Considering donanemab’s projected high cost and high patient demand, Dr. Rabinovici proposes limiting the treatment duration to the time needed to clear amyloid plaques from the brain. This strategy could “significantly enhance the feasibility of treatment for patients, clinicians, insurers, and health systems,” he stated.

References:

For comprehensive information about the trial, refer to the following published articles:

“Donanemab in Early Symptomatic Alzheimer DiseaseThe TRAILBLAZER-ALZ 2 Randomized Clinical Trial” and “Amyloid-Targeting Monoclonal Antibodies for Alzheimer Disease” by Dr. Gil D. Rabinovici and Renaud La Joie, published on July 17, 2023, in JAMA.

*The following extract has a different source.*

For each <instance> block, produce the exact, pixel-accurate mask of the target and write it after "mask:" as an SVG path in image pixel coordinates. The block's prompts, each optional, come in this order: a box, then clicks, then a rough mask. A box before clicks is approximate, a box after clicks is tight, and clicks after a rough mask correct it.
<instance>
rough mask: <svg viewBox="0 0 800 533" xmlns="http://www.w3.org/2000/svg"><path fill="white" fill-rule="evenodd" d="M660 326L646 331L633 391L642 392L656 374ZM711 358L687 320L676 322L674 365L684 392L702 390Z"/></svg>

Co-Author: Renaud La Joie, PhD, of the UCSF Memory and Aging Center and Department of Neurology.

Funding: NIH and Alzheimer’s Association support the research efforts of both authors.

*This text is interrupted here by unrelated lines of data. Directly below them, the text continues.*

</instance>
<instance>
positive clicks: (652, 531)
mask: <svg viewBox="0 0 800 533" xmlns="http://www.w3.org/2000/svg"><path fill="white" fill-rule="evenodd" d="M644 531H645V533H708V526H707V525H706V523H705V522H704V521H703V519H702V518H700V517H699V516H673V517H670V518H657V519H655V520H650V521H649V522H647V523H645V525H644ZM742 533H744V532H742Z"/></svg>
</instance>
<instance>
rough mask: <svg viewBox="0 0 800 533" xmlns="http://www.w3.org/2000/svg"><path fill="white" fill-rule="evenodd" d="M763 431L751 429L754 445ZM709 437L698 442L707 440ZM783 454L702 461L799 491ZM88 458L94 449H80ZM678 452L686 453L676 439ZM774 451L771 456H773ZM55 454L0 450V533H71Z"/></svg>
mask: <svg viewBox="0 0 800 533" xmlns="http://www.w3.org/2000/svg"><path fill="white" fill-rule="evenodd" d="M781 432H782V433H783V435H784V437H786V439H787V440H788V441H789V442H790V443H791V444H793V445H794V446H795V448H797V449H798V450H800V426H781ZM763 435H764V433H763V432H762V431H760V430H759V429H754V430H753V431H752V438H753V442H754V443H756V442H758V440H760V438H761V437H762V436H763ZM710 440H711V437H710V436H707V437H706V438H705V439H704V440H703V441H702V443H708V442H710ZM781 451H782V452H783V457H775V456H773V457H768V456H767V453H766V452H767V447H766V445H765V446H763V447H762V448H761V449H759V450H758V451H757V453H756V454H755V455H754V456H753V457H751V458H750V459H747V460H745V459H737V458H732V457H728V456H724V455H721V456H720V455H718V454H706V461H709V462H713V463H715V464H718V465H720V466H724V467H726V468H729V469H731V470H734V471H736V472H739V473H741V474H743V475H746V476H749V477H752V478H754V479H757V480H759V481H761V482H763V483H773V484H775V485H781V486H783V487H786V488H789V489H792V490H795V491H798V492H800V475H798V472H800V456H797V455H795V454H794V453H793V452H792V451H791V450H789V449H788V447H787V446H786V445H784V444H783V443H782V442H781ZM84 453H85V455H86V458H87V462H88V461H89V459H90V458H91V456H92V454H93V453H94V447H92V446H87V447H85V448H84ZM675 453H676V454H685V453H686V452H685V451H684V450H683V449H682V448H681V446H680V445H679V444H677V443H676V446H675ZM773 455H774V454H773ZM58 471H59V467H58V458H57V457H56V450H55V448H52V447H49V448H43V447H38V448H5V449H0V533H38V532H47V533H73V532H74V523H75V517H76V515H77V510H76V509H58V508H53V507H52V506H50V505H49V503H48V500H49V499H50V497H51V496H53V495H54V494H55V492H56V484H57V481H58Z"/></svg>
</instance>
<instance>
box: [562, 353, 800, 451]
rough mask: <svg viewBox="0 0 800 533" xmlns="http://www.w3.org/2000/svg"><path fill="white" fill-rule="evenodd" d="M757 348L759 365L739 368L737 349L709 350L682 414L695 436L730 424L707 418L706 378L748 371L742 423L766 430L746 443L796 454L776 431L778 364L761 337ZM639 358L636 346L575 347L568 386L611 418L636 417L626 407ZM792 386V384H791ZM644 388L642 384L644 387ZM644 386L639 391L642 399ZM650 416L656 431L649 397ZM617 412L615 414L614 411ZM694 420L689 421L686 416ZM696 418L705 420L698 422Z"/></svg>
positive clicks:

Disclosures: Dr. Rabinovici receives research funding and has provided paid consultancy for Eli Lilly, the manufacturer of donanemab. For additional disclosures, please refer to the original paper.

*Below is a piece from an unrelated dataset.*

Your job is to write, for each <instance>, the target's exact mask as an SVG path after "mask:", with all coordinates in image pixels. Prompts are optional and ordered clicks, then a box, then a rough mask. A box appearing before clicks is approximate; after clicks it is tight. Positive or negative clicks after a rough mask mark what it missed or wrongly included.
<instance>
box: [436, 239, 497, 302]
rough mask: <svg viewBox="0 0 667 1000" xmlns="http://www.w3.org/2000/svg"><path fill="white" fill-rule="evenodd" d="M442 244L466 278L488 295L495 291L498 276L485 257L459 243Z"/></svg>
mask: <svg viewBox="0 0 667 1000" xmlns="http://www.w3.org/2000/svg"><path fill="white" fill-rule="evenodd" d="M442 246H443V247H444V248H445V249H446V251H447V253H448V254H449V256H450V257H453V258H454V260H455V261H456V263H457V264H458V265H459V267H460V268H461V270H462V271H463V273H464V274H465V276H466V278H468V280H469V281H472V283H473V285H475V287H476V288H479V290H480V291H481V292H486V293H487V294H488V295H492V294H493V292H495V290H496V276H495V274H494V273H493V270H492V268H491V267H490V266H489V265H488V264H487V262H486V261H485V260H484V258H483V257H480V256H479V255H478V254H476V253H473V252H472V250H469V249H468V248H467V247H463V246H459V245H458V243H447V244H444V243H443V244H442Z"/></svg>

Frequently Asked Questions (FAQs) about Donanemab

What is donanemab?

Donanemab is a promising new drug developed for Alzheimer’s disease. It is a monoclonal antibody that combats brain plaques composed of amyloid protein, which interfere with cell functioning and accelerate the spread of tau protein, both of which are implicated in Alzheimer’s disease progression.

Is donanemab approved by the FDA?

As of the time the article was written in July 2023, donanemab is expected to receive FDA approval soon.

What are the observed effects of donanemab?

In trials, donanemab was found to slow cognitive decline by 35% in patients with mild Alzheimer’s disease compared to a placebo. Patients in the donanemab trial also had a 40% lower risk of progressing from mild cognitive impairment to mild dementia or from mild to moderate dementia.

Are there any side effects or risks associated with donanemab?

Yes, donanemab, like other new Alzheimer’s drugs, was linked with amyloid-related imaging abnormalities (ARIA), which may include brain swelling and microbleeds. Serious ARIA occurred in 3.7% of patients, including three fatalities. Patients with the APOE4 gene, which increases Alzheimer’s risk, were at higher risk.

What are the limitations of donanemab?

Patients with more advanced Alzheimer’s showed minimal to no benefits compared to those who received the placebo. The trial also lacked racial and ethnic diversity, raising ethical concerns about the applicability of results to high-risk populations. Moreover, the anticipated high cost of the treatment could pose challenges.

Who is Dr. Gil Rabinovici?

Dr. Gil Rabinovici is the director of the University of California, San Francisco (UCSF) Alzheimer’s Disease Research Center. He provided expert insight into the potential of donanemab and the necessary caution that must be taken due to its potential side effects.